Comment vous-êtes vous retrouvée impliquée dans les négociations de la CDPH ?

Quand j’ai entendu parler pour la première fois de la Convention, j’allais commencer un stage au bureau de New York du Service International pour les Droits de l’Homme (SIDH). J’étais supposée commencer le 10 septembre 2004, mais mon superviseur, Michelle Evans, m’a proposé d’arriver plus tôt et d’assister à la quatrième session du Comité ad hoc. Lorsqu’elle me tendit un premier brouillon rédigé par la société civile, j’ai été très étonnée de la distinction qui y était faite entre hommes handicaps et femmes handicapées, laquelle se révèle généralement contre-productive du point de vue du droit humain. J’ai assisté pendant quelques jours à la session, la personne chargée de couvrir l’événement étant tombée malade, on m’a demandé de rédiger un projet de rapport. J’ai donc commencé en novembre 2004, sur la base des résumés quotidiens. C’est à ce moment que j’ai réellement réalisé l’importance des négociations. En récompense, je me suis vu offrir la chance d’assister à la 5ème session du Comité ad hoc. Pour la 6ème session du Comité ad hoc à laquelle j’ai assisté jusqu’à la fin, la commission réadaptation internationale m’a demandé de couvrir les discussions sur l’éducation inclusive. C’est là que j’ai rencontré Kirsten Young qui était membre du réseau des survivants de mines terrestres. Elle faisait le lien entre l’IDDC et son intervenant autrichien, Light for the World, qui, préparant la présidence autrichienne de l’UE recherchait un autrichien ou une autrichienne ayant assisté aux précédentes sessions de négociations.

Quel a été votre rôle dans les négociations ?
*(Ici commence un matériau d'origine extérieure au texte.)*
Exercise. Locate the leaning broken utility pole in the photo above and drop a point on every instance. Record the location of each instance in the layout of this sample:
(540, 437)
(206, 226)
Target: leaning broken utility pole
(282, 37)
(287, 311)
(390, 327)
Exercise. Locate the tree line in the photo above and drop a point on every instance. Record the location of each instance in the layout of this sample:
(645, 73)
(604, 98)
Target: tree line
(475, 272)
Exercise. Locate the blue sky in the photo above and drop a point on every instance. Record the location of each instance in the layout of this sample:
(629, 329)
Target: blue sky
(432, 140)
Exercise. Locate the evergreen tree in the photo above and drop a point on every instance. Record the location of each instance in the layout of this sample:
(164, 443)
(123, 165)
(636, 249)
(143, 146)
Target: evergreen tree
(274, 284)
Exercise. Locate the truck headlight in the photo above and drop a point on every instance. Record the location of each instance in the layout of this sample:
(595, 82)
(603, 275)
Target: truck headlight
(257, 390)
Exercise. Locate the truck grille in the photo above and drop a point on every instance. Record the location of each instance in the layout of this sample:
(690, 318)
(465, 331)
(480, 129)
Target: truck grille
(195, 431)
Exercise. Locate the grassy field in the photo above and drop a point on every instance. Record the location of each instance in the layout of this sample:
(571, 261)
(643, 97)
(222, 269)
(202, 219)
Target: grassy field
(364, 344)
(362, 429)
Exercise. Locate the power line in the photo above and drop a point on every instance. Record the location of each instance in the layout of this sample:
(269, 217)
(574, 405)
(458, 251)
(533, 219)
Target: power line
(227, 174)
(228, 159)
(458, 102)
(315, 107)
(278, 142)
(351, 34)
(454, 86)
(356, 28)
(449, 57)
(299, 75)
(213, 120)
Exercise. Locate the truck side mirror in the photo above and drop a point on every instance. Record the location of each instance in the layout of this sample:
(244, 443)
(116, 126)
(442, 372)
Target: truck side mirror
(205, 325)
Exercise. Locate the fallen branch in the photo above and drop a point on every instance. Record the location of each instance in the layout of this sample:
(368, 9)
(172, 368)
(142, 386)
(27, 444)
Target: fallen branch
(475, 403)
J’ai commencé à défendre une clause de coopération internationale au nom du Consortium international sur l’incapacité et le développement lors du 7ème comité ad hoc. L’initiative était conduite par Mariana Olivera West, la déléguée mexicaine, animatrice côté diplomates pour ce qui allait devenir plus tard l’article 32 sur la coopération internationale. J’ai collaboré étroitement au projet Sud défendu par les dirigeants des pays du Sud. Ils sont venus avec des idées ambitieuses sur ce que la coopération internationale allait signifier pour les personnes handicapées. J’y ai vu un véritable intérêt, car il n’y avait encore jamais eu la moindre disposition distincte concernant la coopération internationale dans les autres traités des Nations unies relatifs aux droits humains. Je savais donc que les négociations allaient être délicates et politiquement sensibles. Chaque fois que je m’apprêtais à argumenter sur un sujet quelconque, je devais m’assurer que nous n’allions pas trop loin car nous risquions de tout perdre. Les responsables du projet Sud semblaient me faire confiance en la matière et j’ai donc été plus leader qu’avocat auxiliaire sur l’article 32; certains aspects juridiques ont été ajoutés à l’article 11 sur les situations de risques qui sont apparues après le tsunami de 2004.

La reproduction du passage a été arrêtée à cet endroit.